Critical assessment of on-premise approaches to scalable genome analysis

Affiliations

Critical assessment of on-premise approaches to scalable genome analysis

Amira Al-Aamri et al. BMC Bioinformatics. .

Abstract

Background: Plummeting DNA sequencing cost in recent years has enabled genome sequencing projects to scale up by several orders of magnitude, which is transforming genomics into a highly data-intensive field of research. This development provides the much needed statistical power required for genotype-phenotype predictions in complex diseases.

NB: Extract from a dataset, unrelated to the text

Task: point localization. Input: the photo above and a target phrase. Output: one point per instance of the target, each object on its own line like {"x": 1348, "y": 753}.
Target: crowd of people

Methods: In order to efficiently leverage the wealth of information, we here assessed several genomic data science tools. The rationale to focus on on-premise installations is to cope with situations where data confidentiality and compliance regulations etc. rule out cloud based solutions. We established a comprehensive qualitative and quantitative comparison between BCFtools, SnpSift, Hail, GEMINI, and OpenCGA. The tools were compared in terms of data storage technology, query speed, scalability, annotation, data manipulation, visualization, data output representation, and availability.

Results: Tools that leverage sophisticated data structures are noted as the most suitable for large-scale projects in varying degrees of scalability in comparison to flat-file manipulation (e.g., BCFtools, and SnpSift). Remarkably, for small to mid-size projects, even lightweight relational database.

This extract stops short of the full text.